The legal issues are discussed at chapter VII, parts G, H, and I. Recommendation 4. Requisition of buildings and structures (title
I, sec. 103(a)) It is recommended that legislation be enacted to require that any Federal agency which takes land or an interest in land for public use shall be required to take a similar interest in any building, structure, or other improvement which is a part of the real property, if it must be removed or will be damaged because of the project for which the land is taken.
Comment.—This recommendation would require the Government to acquire tenant-owned permanent buildings or structures located on railroad rights-of-way or other private property. This recommendation together with recommendation 5 would eliminate the railroad lessee problem. The legal issues are discussed at chapter VII, part J2. Recommendation 5. Tenant-owned buildings and fixtures (title I,
sec. 103(c)) It is recommended that legislation be enacted to provide (1) that a Federal agency which takes real property shall not invoke the provisions of an agreement between the owner and a tenant providing for the removal of buildings, structures, or other improvements by the tenant at the expiration of the term, for the purpose of defeating the tenant's right to be compensated therefor, and (2) that the tenant will be entitled to compensation in the amount which such buildings, structures, or other improvements contribute to the market value of the real property, or its removal value, whichever is the greater.

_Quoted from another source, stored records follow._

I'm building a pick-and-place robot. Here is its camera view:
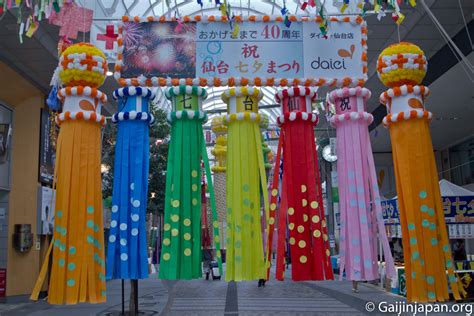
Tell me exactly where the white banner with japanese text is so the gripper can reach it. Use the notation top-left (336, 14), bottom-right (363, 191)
top-left (115, 17), bottom-right (367, 86)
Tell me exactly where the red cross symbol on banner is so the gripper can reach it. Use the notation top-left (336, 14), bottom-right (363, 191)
top-left (97, 25), bottom-right (118, 49)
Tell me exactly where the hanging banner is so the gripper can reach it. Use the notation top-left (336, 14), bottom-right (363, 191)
top-left (114, 16), bottom-right (367, 87)
top-left (381, 196), bottom-right (474, 224)
top-left (38, 109), bottom-right (56, 185)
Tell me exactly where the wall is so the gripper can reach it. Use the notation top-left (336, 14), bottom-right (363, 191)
top-left (0, 62), bottom-right (44, 296)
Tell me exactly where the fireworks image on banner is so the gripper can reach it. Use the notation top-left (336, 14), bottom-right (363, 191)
top-left (122, 22), bottom-right (196, 78)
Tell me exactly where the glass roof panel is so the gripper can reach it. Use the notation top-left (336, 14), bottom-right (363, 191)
top-left (76, 0), bottom-right (357, 20)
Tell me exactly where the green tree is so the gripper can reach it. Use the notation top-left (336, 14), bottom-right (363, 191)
top-left (102, 107), bottom-right (170, 213)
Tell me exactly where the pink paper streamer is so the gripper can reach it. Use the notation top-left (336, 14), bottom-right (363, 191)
top-left (331, 88), bottom-right (395, 281)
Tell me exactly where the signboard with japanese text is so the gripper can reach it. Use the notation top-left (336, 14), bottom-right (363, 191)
top-left (114, 16), bottom-right (367, 86)
top-left (381, 196), bottom-right (474, 238)
top-left (38, 109), bottom-right (56, 185)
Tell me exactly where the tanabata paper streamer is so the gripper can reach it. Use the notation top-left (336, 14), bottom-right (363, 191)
top-left (222, 88), bottom-right (268, 281)
top-left (32, 43), bottom-right (107, 304)
top-left (211, 116), bottom-right (227, 244)
top-left (159, 85), bottom-right (222, 280)
top-left (267, 87), bottom-right (334, 281)
top-left (106, 87), bottom-right (155, 280)
top-left (329, 87), bottom-right (395, 281)
top-left (377, 42), bottom-right (460, 302)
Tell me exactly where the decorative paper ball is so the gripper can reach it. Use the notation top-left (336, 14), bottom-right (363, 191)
top-left (211, 116), bottom-right (227, 133)
top-left (260, 113), bottom-right (270, 129)
top-left (59, 43), bottom-right (108, 88)
top-left (377, 42), bottom-right (428, 87)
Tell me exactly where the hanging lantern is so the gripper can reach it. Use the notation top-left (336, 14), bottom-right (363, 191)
top-left (106, 87), bottom-right (155, 280)
top-left (329, 87), bottom-right (395, 281)
top-left (267, 87), bottom-right (334, 281)
top-left (159, 85), bottom-right (222, 280)
top-left (377, 42), bottom-right (460, 302)
top-left (222, 87), bottom-right (268, 281)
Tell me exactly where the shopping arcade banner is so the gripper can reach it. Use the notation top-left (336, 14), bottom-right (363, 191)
top-left (115, 16), bottom-right (367, 86)
top-left (381, 196), bottom-right (474, 224)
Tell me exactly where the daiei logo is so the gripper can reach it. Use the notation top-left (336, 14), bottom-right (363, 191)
top-left (311, 57), bottom-right (347, 70)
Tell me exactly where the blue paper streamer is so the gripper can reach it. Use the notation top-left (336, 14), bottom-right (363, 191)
top-left (106, 87), bottom-right (154, 279)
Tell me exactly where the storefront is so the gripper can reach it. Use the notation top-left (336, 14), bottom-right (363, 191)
top-left (0, 62), bottom-right (46, 300)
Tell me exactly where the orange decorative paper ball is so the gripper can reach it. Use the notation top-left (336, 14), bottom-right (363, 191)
top-left (377, 42), bottom-right (428, 87)
top-left (59, 43), bottom-right (108, 88)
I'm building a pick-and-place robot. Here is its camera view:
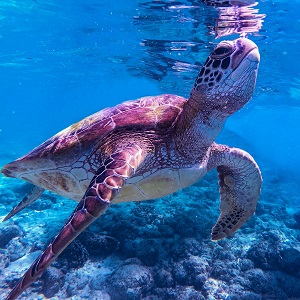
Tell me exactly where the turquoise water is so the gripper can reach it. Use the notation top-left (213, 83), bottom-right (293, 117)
top-left (0, 0), bottom-right (300, 299)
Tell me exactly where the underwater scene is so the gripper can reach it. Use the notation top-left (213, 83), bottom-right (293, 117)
top-left (0, 0), bottom-right (300, 300)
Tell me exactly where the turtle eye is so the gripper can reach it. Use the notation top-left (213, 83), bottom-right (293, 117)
top-left (211, 43), bottom-right (233, 57)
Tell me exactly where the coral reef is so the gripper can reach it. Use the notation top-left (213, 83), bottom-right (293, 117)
top-left (0, 165), bottom-right (300, 300)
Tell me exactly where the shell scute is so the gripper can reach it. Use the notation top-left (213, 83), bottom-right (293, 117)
top-left (19, 94), bottom-right (186, 160)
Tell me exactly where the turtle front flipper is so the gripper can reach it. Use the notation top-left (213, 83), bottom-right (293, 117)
top-left (2, 185), bottom-right (45, 222)
top-left (208, 144), bottom-right (262, 240)
top-left (6, 146), bottom-right (145, 300)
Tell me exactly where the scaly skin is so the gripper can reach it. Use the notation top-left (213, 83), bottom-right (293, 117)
top-left (1, 38), bottom-right (261, 299)
top-left (6, 145), bottom-right (144, 300)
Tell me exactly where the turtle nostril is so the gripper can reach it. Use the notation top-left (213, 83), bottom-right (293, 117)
top-left (221, 56), bottom-right (230, 70)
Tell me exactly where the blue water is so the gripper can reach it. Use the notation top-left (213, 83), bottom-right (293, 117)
top-left (0, 0), bottom-right (300, 299)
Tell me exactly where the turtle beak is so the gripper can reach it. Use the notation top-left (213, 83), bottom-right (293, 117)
top-left (232, 38), bottom-right (260, 70)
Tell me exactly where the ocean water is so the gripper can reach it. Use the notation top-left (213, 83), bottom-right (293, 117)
top-left (0, 0), bottom-right (300, 300)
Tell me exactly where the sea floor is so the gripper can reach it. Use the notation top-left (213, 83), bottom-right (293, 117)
top-left (0, 154), bottom-right (300, 300)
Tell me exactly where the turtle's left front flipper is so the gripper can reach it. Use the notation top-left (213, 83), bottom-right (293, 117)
top-left (2, 185), bottom-right (44, 222)
top-left (208, 144), bottom-right (262, 240)
top-left (7, 146), bottom-right (145, 300)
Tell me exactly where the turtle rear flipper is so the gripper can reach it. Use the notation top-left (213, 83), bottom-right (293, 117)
top-left (6, 146), bottom-right (145, 300)
top-left (210, 144), bottom-right (262, 240)
top-left (2, 185), bottom-right (45, 222)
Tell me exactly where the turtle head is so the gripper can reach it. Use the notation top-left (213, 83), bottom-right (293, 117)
top-left (190, 38), bottom-right (260, 115)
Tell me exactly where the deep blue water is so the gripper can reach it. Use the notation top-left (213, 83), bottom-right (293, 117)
top-left (0, 0), bottom-right (300, 299)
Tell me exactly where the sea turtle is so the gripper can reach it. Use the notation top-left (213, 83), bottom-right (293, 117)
top-left (1, 38), bottom-right (262, 299)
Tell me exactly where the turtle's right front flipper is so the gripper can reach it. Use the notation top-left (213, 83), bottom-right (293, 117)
top-left (6, 146), bottom-right (145, 300)
top-left (2, 185), bottom-right (45, 222)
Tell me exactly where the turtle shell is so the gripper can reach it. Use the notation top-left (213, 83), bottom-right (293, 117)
top-left (1, 94), bottom-right (186, 177)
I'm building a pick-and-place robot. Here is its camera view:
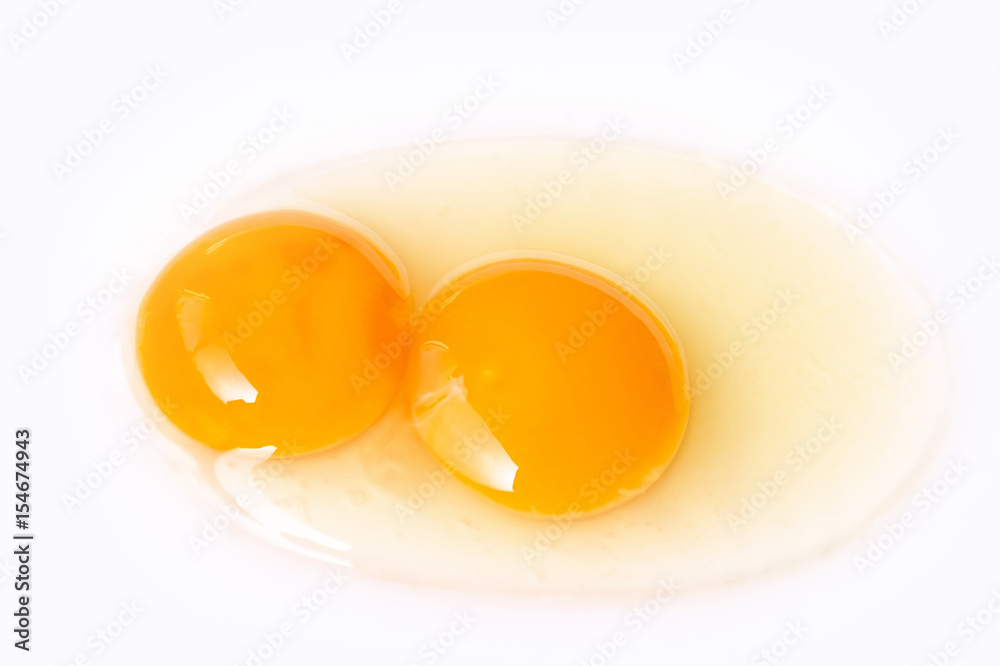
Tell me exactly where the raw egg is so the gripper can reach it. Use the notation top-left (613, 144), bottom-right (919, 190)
top-left (138, 139), bottom-right (951, 593)
top-left (411, 258), bottom-right (688, 514)
top-left (136, 211), bottom-right (410, 454)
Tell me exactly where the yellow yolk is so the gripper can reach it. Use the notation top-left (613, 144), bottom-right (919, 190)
top-left (136, 211), bottom-right (411, 454)
top-left (411, 259), bottom-right (689, 515)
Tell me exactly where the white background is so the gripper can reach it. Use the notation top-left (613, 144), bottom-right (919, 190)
top-left (0, 0), bottom-right (1000, 666)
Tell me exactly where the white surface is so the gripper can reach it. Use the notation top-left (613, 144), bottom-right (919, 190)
top-left (0, 0), bottom-right (1000, 666)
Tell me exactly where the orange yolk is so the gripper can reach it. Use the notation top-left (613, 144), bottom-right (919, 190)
top-left (136, 211), bottom-right (411, 454)
top-left (411, 259), bottom-right (689, 515)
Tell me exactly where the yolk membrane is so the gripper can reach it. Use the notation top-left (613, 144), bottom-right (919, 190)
top-left (410, 258), bottom-right (690, 515)
top-left (136, 211), bottom-right (411, 455)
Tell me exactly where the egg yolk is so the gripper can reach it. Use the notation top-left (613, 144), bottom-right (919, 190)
top-left (411, 259), bottom-right (689, 515)
top-left (136, 211), bottom-right (411, 455)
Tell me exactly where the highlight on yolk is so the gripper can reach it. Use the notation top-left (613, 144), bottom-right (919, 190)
top-left (136, 211), bottom-right (411, 455)
top-left (410, 257), bottom-right (690, 515)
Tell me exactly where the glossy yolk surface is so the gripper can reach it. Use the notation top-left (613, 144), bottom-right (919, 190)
top-left (137, 211), bottom-right (410, 454)
top-left (411, 260), bottom-right (689, 514)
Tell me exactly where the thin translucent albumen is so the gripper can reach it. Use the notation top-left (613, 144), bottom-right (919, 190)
top-left (137, 141), bottom-right (949, 593)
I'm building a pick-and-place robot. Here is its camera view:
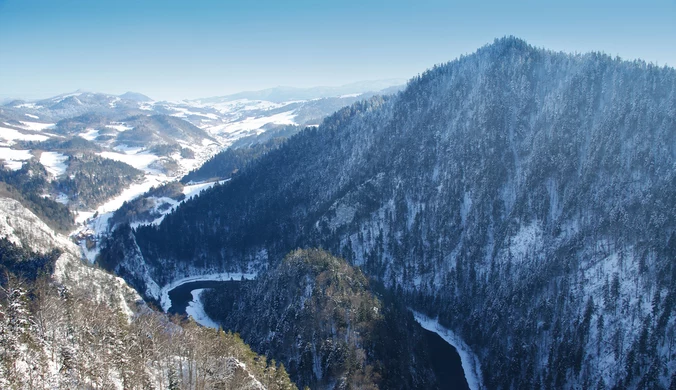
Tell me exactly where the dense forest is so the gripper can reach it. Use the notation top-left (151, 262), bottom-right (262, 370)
top-left (202, 250), bottom-right (438, 389)
top-left (0, 206), bottom-right (296, 390)
top-left (108, 38), bottom-right (676, 389)
top-left (0, 160), bottom-right (74, 232)
top-left (53, 153), bottom-right (143, 208)
top-left (181, 137), bottom-right (284, 184)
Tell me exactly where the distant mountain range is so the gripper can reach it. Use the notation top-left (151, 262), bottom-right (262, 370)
top-left (106, 38), bottom-right (676, 389)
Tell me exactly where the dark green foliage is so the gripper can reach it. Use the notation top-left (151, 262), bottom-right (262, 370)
top-left (53, 154), bottom-right (143, 208)
top-left (0, 160), bottom-right (74, 232)
top-left (0, 237), bottom-right (62, 285)
top-left (109, 181), bottom-right (185, 226)
top-left (19, 137), bottom-right (102, 154)
top-left (181, 138), bottom-right (285, 183)
top-left (116, 38), bottom-right (676, 389)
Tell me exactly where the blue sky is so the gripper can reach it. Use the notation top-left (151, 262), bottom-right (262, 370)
top-left (0, 0), bottom-right (676, 99)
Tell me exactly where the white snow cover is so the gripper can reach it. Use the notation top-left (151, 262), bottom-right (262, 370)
top-left (99, 150), bottom-right (159, 170)
top-left (411, 310), bottom-right (485, 390)
top-left (40, 152), bottom-right (68, 177)
top-left (159, 272), bottom-right (257, 311)
top-left (19, 121), bottom-right (54, 131)
top-left (208, 111), bottom-right (296, 134)
top-left (0, 127), bottom-right (49, 143)
top-left (0, 147), bottom-right (33, 171)
top-left (0, 198), bottom-right (77, 253)
top-left (185, 288), bottom-right (218, 329)
top-left (106, 122), bottom-right (133, 132)
top-left (80, 129), bottom-right (99, 141)
top-left (75, 175), bottom-right (167, 233)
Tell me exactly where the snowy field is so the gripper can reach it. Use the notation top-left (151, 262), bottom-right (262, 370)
top-left (159, 272), bottom-right (257, 312)
top-left (185, 288), bottom-right (219, 329)
top-left (0, 147), bottom-right (33, 171)
top-left (40, 152), bottom-right (68, 177)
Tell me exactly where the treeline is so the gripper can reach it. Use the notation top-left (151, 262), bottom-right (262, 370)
top-left (108, 181), bottom-right (185, 227)
top-left (118, 38), bottom-right (676, 389)
top-left (201, 249), bottom-right (440, 389)
top-left (181, 137), bottom-right (285, 184)
top-left (53, 153), bottom-right (143, 208)
top-left (0, 160), bottom-right (74, 232)
top-left (0, 237), bottom-right (62, 285)
top-left (0, 251), bottom-right (296, 390)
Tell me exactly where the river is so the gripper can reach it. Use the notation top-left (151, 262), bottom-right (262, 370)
top-left (168, 281), bottom-right (480, 390)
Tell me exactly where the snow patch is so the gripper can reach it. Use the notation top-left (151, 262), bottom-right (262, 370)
top-left (40, 152), bottom-right (68, 177)
top-left (0, 127), bottom-right (49, 145)
top-left (185, 288), bottom-right (219, 329)
top-left (411, 310), bottom-right (485, 390)
top-left (159, 272), bottom-right (257, 312)
top-left (0, 147), bottom-right (33, 171)
top-left (79, 129), bottom-right (99, 141)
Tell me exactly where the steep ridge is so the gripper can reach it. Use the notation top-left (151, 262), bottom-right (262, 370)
top-left (108, 38), bottom-right (676, 388)
top-left (0, 198), bottom-right (296, 390)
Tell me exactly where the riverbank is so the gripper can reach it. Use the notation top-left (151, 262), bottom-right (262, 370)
top-left (411, 310), bottom-right (485, 390)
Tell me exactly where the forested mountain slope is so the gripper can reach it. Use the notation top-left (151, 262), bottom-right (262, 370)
top-left (0, 198), bottom-right (296, 390)
top-left (202, 249), bottom-right (440, 389)
top-left (107, 38), bottom-right (676, 388)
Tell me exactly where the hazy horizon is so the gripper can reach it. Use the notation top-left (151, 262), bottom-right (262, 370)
top-left (0, 0), bottom-right (676, 100)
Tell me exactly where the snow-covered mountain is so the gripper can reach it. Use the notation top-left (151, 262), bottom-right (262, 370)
top-left (106, 38), bottom-right (676, 389)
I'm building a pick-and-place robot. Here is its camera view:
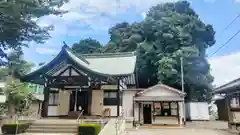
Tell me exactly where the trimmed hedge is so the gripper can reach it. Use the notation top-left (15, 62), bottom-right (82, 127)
top-left (78, 124), bottom-right (101, 135)
top-left (2, 123), bottom-right (30, 135)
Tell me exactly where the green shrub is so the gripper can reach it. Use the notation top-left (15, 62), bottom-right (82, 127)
top-left (2, 123), bottom-right (30, 134)
top-left (78, 124), bottom-right (101, 135)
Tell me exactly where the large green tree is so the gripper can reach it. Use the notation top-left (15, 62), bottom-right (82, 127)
top-left (0, 0), bottom-right (67, 49)
top-left (0, 51), bottom-right (34, 117)
top-left (72, 38), bottom-right (102, 54)
top-left (104, 1), bottom-right (215, 101)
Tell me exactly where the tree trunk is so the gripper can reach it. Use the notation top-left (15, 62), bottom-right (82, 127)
top-left (8, 103), bottom-right (16, 122)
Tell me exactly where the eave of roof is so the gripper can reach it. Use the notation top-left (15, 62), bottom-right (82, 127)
top-left (22, 45), bottom-right (136, 81)
top-left (137, 83), bottom-right (186, 96)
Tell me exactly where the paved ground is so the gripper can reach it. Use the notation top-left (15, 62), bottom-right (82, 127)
top-left (126, 121), bottom-right (237, 135)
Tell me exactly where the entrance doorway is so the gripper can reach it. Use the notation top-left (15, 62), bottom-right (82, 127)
top-left (143, 104), bottom-right (152, 124)
top-left (69, 91), bottom-right (88, 115)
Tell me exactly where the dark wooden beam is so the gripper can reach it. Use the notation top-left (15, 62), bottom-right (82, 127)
top-left (117, 78), bottom-right (120, 116)
top-left (57, 67), bottom-right (70, 77)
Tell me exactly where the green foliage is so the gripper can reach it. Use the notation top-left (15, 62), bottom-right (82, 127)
top-left (72, 38), bottom-right (102, 54)
top-left (0, 0), bottom-right (67, 49)
top-left (0, 50), bottom-right (33, 116)
top-left (104, 1), bottom-right (215, 101)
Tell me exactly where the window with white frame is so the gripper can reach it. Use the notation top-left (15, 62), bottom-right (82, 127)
top-left (48, 92), bottom-right (59, 105)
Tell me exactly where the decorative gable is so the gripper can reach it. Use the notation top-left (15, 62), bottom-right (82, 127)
top-left (138, 84), bottom-right (185, 97)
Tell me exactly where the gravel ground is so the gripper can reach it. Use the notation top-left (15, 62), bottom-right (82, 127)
top-left (126, 128), bottom-right (233, 135)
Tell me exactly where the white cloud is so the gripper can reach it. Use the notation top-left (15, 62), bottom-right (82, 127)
top-left (35, 0), bottom-right (178, 38)
top-left (204, 0), bottom-right (216, 3)
top-left (36, 48), bottom-right (58, 55)
top-left (209, 52), bottom-right (240, 86)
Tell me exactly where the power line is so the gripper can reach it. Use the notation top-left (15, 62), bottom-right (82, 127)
top-left (223, 14), bottom-right (240, 32)
top-left (211, 29), bottom-right (240, 57)
top-left (211, 13), bottom-right (240, 56)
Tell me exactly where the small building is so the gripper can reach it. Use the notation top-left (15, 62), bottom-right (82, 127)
top-left (133, 84), bottom-right (185, 125)
top-left (29, 93), bottom-right (44, 118)
top-left (214, 78), bottom-right (240, 128)
top-left (21, 45), bottom-right (185, 125)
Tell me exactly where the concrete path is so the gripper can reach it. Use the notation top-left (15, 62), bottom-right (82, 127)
top-left (126, 128), bottom-right (233, 135)
top-left (21, 133), bottom-right (76, 135)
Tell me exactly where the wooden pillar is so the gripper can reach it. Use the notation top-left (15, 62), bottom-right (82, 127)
top-left (88, 88), bottom-right (92, 115)
top-left (117, 78), bottom-right (120, 116)
top-left (138, 103), bottom-right (142, 124)
top-left (225, 94), bottom-right (232, 128)
top-left (177, 102), bottom-right (181, 125)
top-left (41, 86), bottom-right (50, 117)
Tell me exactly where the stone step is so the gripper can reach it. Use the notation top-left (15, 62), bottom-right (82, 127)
top-left (27, 128), bottom-right (78, 133)
top-left (32, 122), bottom-right (79, 127)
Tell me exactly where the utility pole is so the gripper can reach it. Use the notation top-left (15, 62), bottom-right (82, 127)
top-left (180, 57), bottom-right (186, 125)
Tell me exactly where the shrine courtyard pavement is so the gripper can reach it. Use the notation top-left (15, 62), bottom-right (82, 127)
top-left (126, 121), bottom-right (238, 135)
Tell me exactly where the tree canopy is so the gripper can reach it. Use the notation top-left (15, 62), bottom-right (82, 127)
top-left (104, 1), bottom-right (215, 101)
top-left (0, 0), bottom-right (67, 49)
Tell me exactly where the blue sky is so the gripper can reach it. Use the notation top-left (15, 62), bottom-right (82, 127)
top-left (24, 0), bottom-right (240, 85)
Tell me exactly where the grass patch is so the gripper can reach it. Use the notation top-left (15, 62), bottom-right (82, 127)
top-left (2, 123), bottom-right (30, 134)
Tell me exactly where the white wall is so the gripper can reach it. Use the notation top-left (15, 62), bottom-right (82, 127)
top-left (123, 90), bottom-right (137, 117)
top-left (91, 90), bottom-right (104, 115)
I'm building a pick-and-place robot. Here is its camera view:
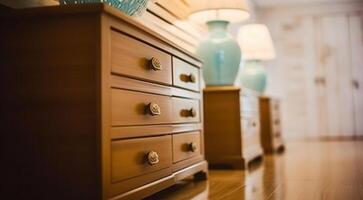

Comment.--This recommendation would provide for equal treatment of property owners and tenants with respect to buildings and structures on the land taken. The Government would be required to pay for property as if in a single ownership, and the contributory value of the tenant's improvements would be paid to the tenant. The legal issues are discussed at chapter VII, part J2. Recommendation 6. Uniform Federal standard for determining
the fixture problem in Federal takings (title I, sec. 103(b)) It is recommended that legislation be enacted to provide a uniform standard for determining, for the purpose of land takings by Federal agencies, whether a structure or other improvement is a part of the real property.
Comment.--As discussed at Chapter VII, J3, there are conflicting Federal court decisions on the question whether a structure or other improvement is a part of the real property. This recommendation would provide an objective Federal standard for application in all Federal takings.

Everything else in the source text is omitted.